Open Source Power for Small Business in 2014

By Carla Schroder | Posted January 22, 2014

The biggest impact that open source software offers small business in 2014 takes place in the cloud. Open source software powers the cloud—where you can take advantage of both hosted software and services, and hosted IT infrastructure (e.g., servers). We're already used to hosted services such as Web and mail hosting. They're convenient and cheap, and they prevent headaches.

What about running your small business without buying or maintaining a roomful of your own servers? Do you dream of not having to recruit and retain good tech talent? Can you run your shop with no on-premises servers at all—simply plug into some kind of hosted turnkey IT-in-a-box, and just buy smartphones, tablets, and PCs? The answer to all of these questions is yes…and no.

Cloud Services Defined

We're in the midst of a genuine tech revolution thanks to cloud technologies, which are possible because of open source software such as OpenStack and OpenShift, and Linux vendors like Red Hat and SUSE. The cloud makes it possible for hosting providers to offer more services than ever. Cloud services fall into three basic levels:

  • SaaS (software as a service): Email and Web hosting are good examples of SaaS. You don't have buy, install and run your own email and Web servers. You just set up an account with your host.
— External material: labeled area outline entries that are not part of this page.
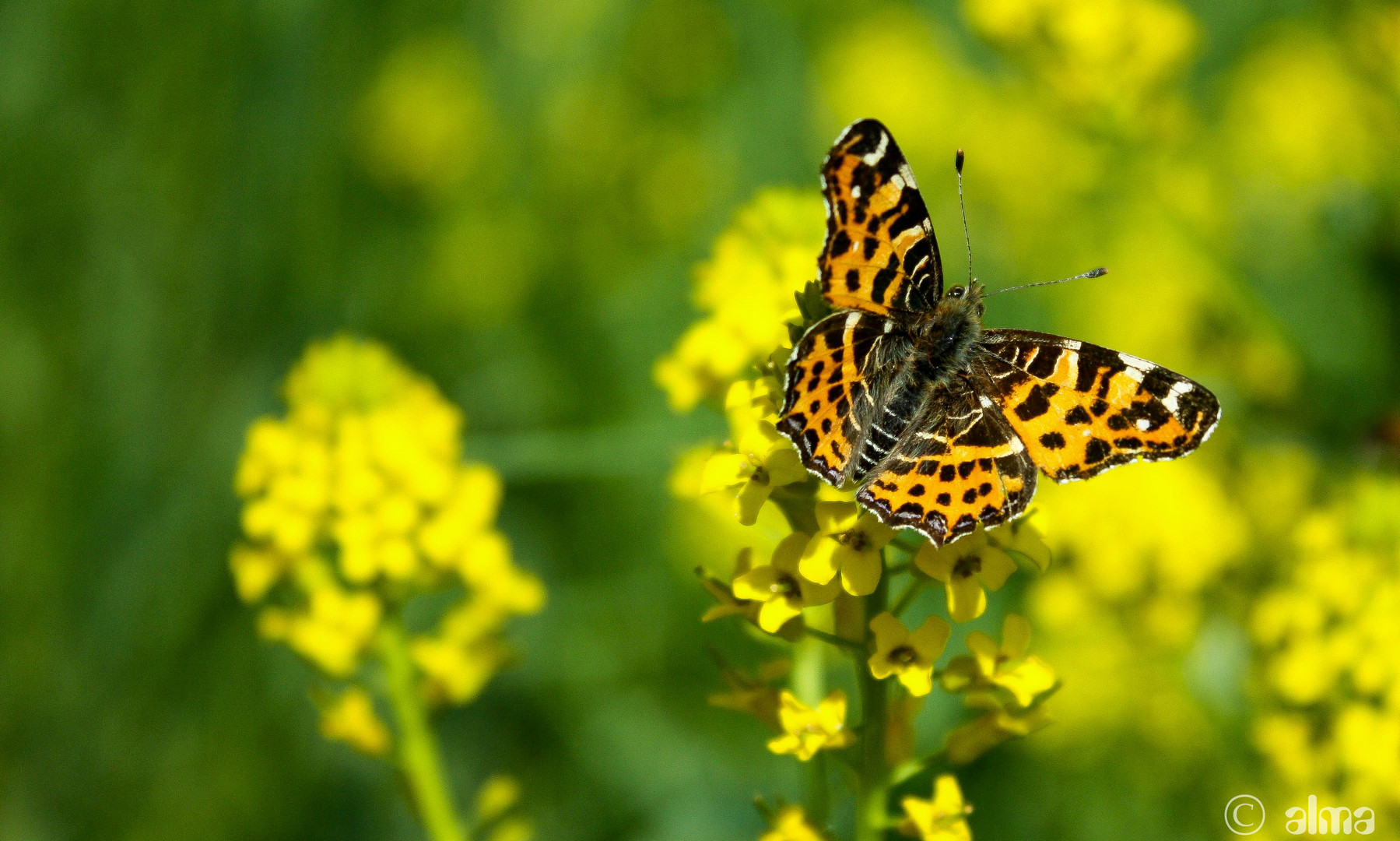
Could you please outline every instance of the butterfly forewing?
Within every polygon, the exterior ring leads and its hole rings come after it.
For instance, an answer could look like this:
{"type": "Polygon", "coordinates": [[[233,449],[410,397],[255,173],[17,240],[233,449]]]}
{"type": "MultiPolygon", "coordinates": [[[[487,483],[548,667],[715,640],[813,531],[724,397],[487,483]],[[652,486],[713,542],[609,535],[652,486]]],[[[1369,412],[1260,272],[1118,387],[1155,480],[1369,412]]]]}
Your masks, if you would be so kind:
{"type": "Polygon", "coordinates": [[[914,174],[874,119],[847,128],[822,165],[826,242],[818,261],[833,307],[883,315],[942,294],[938,242],[914,174]]]}
{"type": "Polygon", "coordinates": [[[778,429],[812,472],[860,482],[855,498],[886,524],[945,544],[1023,513],[1036,468],[1084,479],[1184,456],[1215,428],[1215,397],[1151,362],[1046,334],[980,331],[980,308],[935,310],[938,244],[879,122],[841,133],[822,186],[822,293],[841,311],[792,349],[778,429]],[[939,350],[949,329],[980,335],[970,355],[939,350]]]}
{"type": "Polygon", "coordinates": [[[983,346],[991,397],[1057,482],[1186,456],[1219,420],[1205,387],[1128,353],[1021,329],[988,329],[983,346]]]}
{"type": "Polygon", "coordinates": [[[797,444],[808,470],[837,486],[869,426],[865,366],[883,338],[883,318],[836,313],[806,331],[788,360],[778,430],[797,444]]]}

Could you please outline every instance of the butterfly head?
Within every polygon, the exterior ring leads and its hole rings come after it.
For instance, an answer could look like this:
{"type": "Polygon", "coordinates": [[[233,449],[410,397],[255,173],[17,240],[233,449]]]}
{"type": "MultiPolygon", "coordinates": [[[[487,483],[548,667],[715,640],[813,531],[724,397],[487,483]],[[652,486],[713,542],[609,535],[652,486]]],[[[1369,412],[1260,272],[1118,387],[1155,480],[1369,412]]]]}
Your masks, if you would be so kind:
{"type": "Polygon", "coordinates": [[[983,296],[983,286],[976,280],[949,286],[938,304],[913,325],[917,356],[935,378],[966,366],[973,345],[981,338],[983,296]]]}

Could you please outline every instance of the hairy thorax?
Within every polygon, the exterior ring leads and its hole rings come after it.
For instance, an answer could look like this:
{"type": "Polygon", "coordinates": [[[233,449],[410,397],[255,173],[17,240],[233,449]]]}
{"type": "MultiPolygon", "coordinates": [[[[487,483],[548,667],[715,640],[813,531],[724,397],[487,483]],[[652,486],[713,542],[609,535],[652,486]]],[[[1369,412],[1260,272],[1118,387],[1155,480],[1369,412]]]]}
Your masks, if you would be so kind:
{"type": "Polygon", "coordinates": [[[930,384],[946,383],[966,369],[981,338],[981,286],[959,292],[962,287],[953,287],[932,311],[907,325],[906,359],[930,384]]]}

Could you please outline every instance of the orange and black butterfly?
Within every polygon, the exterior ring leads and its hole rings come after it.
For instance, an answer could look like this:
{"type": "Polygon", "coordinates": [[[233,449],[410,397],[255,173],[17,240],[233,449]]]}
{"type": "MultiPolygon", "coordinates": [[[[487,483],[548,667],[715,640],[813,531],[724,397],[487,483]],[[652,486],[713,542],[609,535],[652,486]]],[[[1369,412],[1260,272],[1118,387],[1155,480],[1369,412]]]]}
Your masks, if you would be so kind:
{"type": "Polygon", "coordinates": [[[1145,359],[1023,329],[984,329],[983,287],[944,290],[914,174],[878,121],[822,167],[822,294],[797,342],[778,429],[806,468],[934,544],[1025,512],[1057,482],[1193,451],[1219,404],[1145,359]]]}

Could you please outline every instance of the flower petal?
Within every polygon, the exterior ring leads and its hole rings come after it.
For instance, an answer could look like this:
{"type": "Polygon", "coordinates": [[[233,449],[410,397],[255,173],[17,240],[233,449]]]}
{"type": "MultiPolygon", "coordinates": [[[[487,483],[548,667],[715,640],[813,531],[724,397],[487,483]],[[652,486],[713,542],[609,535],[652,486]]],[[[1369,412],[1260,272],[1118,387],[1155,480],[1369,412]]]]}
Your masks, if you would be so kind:
{"type": "Polygon", "coordinates": [[[840,548],[843,548],[841,544],[832,540],[830,535],[813,534],[812,540],[806,541],[806,548],[802,549],[802,558],[797,565],[798,572],[809,582],[827,583],[836,577],[836,570],[840,569],[836,558],[836,549],[840,548]]]}
{"type": "Polygon", "coordinates": [[[769,634],[777,634],[788,620],[799,613],[802,613],[802,608],[794,607],[791,599],[770,599],[759,608],[759,628],[763,628],[769,634]]]}
{"type": "Polygon", "coordinates": [[[700,492],[713,493],[748,481],[753,463],[739,453],[715,453],[700,471],[700,492]]]}
{"type": "Polygon", "coordinates": [[[769,484],[773,486],[805,482],[809,475],[797,450],[785,439],[769,449],[763,467],[769,468],[769,484]]]}
{"type": "Polygon", "coordinates": [[[854,502],[819,502],[816,503],[816,524],[822,534],[840,534],[850,531],[860,520],[861,509],[854,502]]]}
{"type": "Polygon", "coordinates": [[[798,561],[802,559],[802,551],[811,540],[811,537],[801,531],[794,531],[784,537],[777,548],[773,549],[773,568],[783,572],[797,572],[798,561]]]}
{"type": "Polygon", "coordinates": [[[997,670],[997,656],[1001,653],[1001,649],[997,648],[997,641],[981,631],[973,631],[967,635],[967,650],[972,652],[972,656],[977,657],[977,669],[981,674],[991,677],[997,670]]]}
{"type": "Polygon", "coordinates": [[[783,573],[771,566],[755,566],[749,572],[734,579],[729,589],[734,590],[735,599],[745,599],[748,601],[767,601],[776,596],[773,584],[778,582],[778,576],[783,573]]]}
{"type": "Polygon", "coordinates": [[[1030,706],[1040,692],[1054,687],[1054,670],[1040,657],[1026,657],[1011,671],[993,678],[994,683],[1016,697],[1016,704],[1030,706]]]}
{"type": "Polygon", "coordinates": [[[797,573],[797,586],[802,590],[802,604],[805,607],[830,604],[841,594],[841,582],[834,577],[825,584],[819,584],[806,580],[802,573],[797,573]]]}
{"type": "Polygon", "coordinates": [[[909,666],[899,673],[899,683],[904,684],[910,695],[923,698],[934,688],[934,667],[909,666]]]}

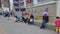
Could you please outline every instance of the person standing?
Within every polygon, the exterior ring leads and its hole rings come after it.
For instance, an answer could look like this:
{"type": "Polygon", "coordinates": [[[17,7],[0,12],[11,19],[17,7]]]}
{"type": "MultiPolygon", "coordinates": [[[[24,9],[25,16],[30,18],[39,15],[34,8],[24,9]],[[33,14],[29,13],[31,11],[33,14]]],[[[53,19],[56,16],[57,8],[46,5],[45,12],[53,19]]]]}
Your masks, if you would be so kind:
{"type": "Polygon", "coordinates": [[[30,16],[30,24],[34,24],[34,16],[32,14],[30,16]]]}
{"type": "Polygon", "coordinates": [[[41,25],[40,29],[45,28],[46,23],[48,23],[48,21],[49,21],[49,16],[46,13],[42,17],[43,17],[43,20],[42,20],[42,25],[41,25]]]}
{"type": "Polygon", "coordinates": [[[56,17],[54,23],[55,23],[55,26],[56,26],[55,29],[56,29],[57,34],[60,34],[60,17],[56,17]]]}
{"type": "Polygon", "coordinates": [[[15,13],[15,16],[16,16],[16,22],[18,22],[18,21],[22,21],[22,12],[21,11],[18,11],[18,12],[16,12],[15,13]]]}

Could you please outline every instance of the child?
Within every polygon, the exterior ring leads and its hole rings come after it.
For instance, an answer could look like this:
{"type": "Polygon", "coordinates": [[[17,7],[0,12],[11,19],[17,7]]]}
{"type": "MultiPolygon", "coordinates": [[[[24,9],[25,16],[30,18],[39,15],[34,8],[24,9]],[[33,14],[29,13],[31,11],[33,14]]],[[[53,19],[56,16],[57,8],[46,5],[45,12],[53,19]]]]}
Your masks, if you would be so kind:
{"type": "Polygon", "coordinates": [[[56,17],[55,26],[56,26],[57,34],[60,34],[60,18],[59,17],[56,17]]]}

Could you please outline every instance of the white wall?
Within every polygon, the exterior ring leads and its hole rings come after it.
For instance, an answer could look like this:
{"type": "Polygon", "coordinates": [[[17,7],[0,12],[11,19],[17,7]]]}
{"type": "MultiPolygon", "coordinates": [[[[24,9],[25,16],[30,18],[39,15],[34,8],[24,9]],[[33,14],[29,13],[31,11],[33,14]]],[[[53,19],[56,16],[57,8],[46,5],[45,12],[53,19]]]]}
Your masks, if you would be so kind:
{"type": "Polygon", "coordinates": [[[57,1],[57,16],[60,16],[60,0],[57,1]]]}

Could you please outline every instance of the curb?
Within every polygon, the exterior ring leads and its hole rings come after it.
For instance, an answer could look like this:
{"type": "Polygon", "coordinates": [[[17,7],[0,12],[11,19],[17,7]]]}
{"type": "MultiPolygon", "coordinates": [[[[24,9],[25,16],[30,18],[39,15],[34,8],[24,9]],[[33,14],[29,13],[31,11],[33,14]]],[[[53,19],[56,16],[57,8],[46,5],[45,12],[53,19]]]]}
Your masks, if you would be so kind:
{"type": "MultiPolygon", "coordinates": [[[[40,21],[35,21],[34,22],[34,25],[35,26],[38,26],[38,27],[40,27],[41,26],[41,24],[42,24],[42,22],[40,21]]],[[[45,29],[49,29],[49,30],[55,30],[55,26],[54,26],[54,23],[47,23],[46,24],[46,28],[45,29]]]]}

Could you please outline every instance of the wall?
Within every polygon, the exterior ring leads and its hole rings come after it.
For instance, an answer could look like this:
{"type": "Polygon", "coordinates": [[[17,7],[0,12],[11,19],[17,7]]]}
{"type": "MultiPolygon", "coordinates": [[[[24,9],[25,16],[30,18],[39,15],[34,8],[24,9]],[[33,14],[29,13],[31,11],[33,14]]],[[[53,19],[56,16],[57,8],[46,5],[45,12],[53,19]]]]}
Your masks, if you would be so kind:
{"type": "Polygon", "coordinates": [[[57,16],[60,16],[60,0],[57,1],[57,16]]]}
{"type": "Polygon", "coordinates": [[[26,8],[26,12],[29,11],[29,13],[32,13],[32,10],[41,10],[39,13],[34,13],[34,15],[42,16],[42,12],[45,10],[46,7],[48,7],[49,16],[56,16],[56,3],[26,8]]]}

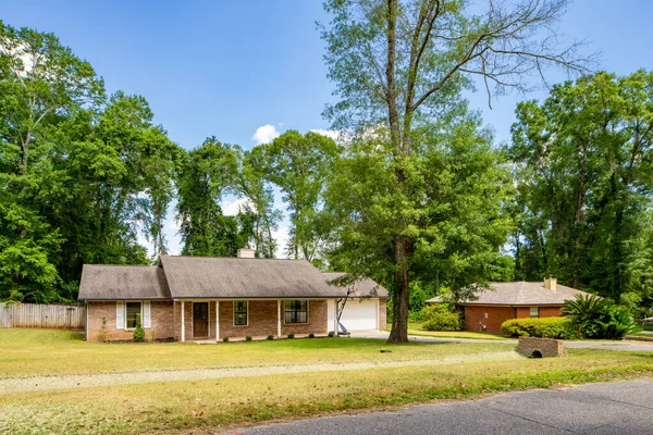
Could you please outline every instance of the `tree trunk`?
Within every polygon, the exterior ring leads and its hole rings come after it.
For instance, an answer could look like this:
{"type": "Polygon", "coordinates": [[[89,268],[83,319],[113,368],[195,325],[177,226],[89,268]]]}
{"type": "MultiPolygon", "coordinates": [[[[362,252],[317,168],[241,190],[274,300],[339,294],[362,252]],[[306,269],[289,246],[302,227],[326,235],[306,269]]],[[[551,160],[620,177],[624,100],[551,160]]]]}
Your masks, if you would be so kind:
{"type": "Polygon", "coordinates": [[[408,311],[410,309],[408,270],[405,261],[410,253],[408,241],[403,236],[397,236],[395,240],[395,264],[401,269],[395,272],[393,295],[394,319],[392,321],[392,331],[387,343],[407,343],[408,341],[408,311]]]}

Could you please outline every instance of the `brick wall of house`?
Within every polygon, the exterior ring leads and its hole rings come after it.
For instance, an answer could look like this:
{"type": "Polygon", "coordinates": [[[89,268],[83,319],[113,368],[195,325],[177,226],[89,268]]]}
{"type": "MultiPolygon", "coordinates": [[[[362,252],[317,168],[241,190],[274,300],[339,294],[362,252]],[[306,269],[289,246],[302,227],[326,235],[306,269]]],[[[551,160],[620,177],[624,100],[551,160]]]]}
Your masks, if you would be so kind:
{"type": "MultiPolygon", "coordinates": [[[[175,339],[181,340],[181,302],[174,304],[175,339]]],[[[193,302],[184,303],[184,323],[186,340],[193,340],[193,302]]],[[[281,335],[288,334],[326,334],[326,300],[310,300],[308,302],[308,323],[285,324],[284,307],[281,307],[281,335]]],[[[234,302],[220,301],[220,337],[244,338],[251,336],[255,339],[266,338],[268,335],[276,337],[278,334],[278,301],[276,300],[249,300],[247,306],[248,325],[234,325],[234,302]]],[[[209,332],[210,338],[215,338],[215,302],[209,302],[209,332]]],[[[206,338],[206,337],[202,337],[206,338]]]]}
{"type": "Polygon", "coordinates": [[[501,324],[513,319],[514,315],[512,307],[466,306],[464,328],[465,331],[498,334],[501,324]],[[488,313],[486,318],[485,313],[488,313]]]}
{"type": "Polygon", "coordinates": [[[326,300],[310,300],[308,302],[308,323],[297,324],[285,324],[285,315],[283,311],[283,303],[281,304],[281,335],[282,337],[288,334],[319,334],[324,335],[329,333],[326,312],[326,300]]]}
{"type": "Polygon", "coordinates": [[[559,318],[562,314],[562,306],[558,307],[540,307],[540,318],[559,318]]]}
{"type": "Polygon", "coordinates": [[[234,302],[220,301],[220,339],[251,336],[276,337],[278,306],[275,300],[249,300],[247,303],[247,326],[234,325],[234,302]]]}
{"type": "MultiPolygon", "coordinates": [[[[86,304],[88,313],[87,339],[89,341],[100,340],[100,327],[102,319],[107,320],[104,326],[107,340],[130,340],[134,337],[133,331],[116,330],[115,327],[115,302],[114,301],[89,301],[86,304]]],[[[174,322],[172,319],[172,301],[150,302],[151,328],[146,328],[146,338],[171,338],[174,335],[174,322]]]]}
{"type": "MultiPolygon", "coordinates": [[[[534,306],[533,306],[534,307],[534,306]]],[[[560,306],[540,307],[540,318],[557,318],[560,306]]],[[[510,319],[529,319],[530,307],[466,306],[465,331],[501,333],[501,324],[510,319]],[[488,313],[488,318],[485,318],[488,313]],[[485,328],[483,328],[485,325],[485,328]]]]}
{"type": "MultiPolygon", "coordinates": [[[[534,306],[533,306],[534,307],[534,306]]],[[[540,307],[540,318],[558,318],[560,315],[560,308],[557,307],[540,307]]],[[[517,307],[517,319],[530,318],[530,307],[517,307]]]]}
{"type": "Polygon", "coordinates": [[[539,351],[542,358],[559,357],[563,355],[563,340],[553,338],[519,337],[517,351],[527,357],[533,357],[539,351]]]}
{"type": "Polygon", "coordinates": [[[379,330],[387,330],[387,303],[385,298],[379,298],[379,330]]]}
Some everyday SaaS apps you might be using are Skype, Gmail, YouTube, and Dropbox
  • PaaS (platform as a service): PaaS virtualizes your development tools, if you have in-house software developers. All your developers need to develop custom software for your company is personal computers and access to your PaaS account
  • IaaS (infrastructure as a service): This is your virtual server or servers. They work just like physical servers, only they reside at your hosting provider's data center instead of in a room in your shop. You access them over an Internet connection

Outsourcing Small Business IT

First, consider whether you even want to outsource your IT. It's an attractive option if you can find service providers that offer what you need, and if you have sufficient network bandwidth that lets you work without going crazy waiting for pages to load. The hosting provider handles the burden of provisioning, maintenance, security, and bandwidth, which reduces your staffing needs. It will likely cost less than doing it yourself.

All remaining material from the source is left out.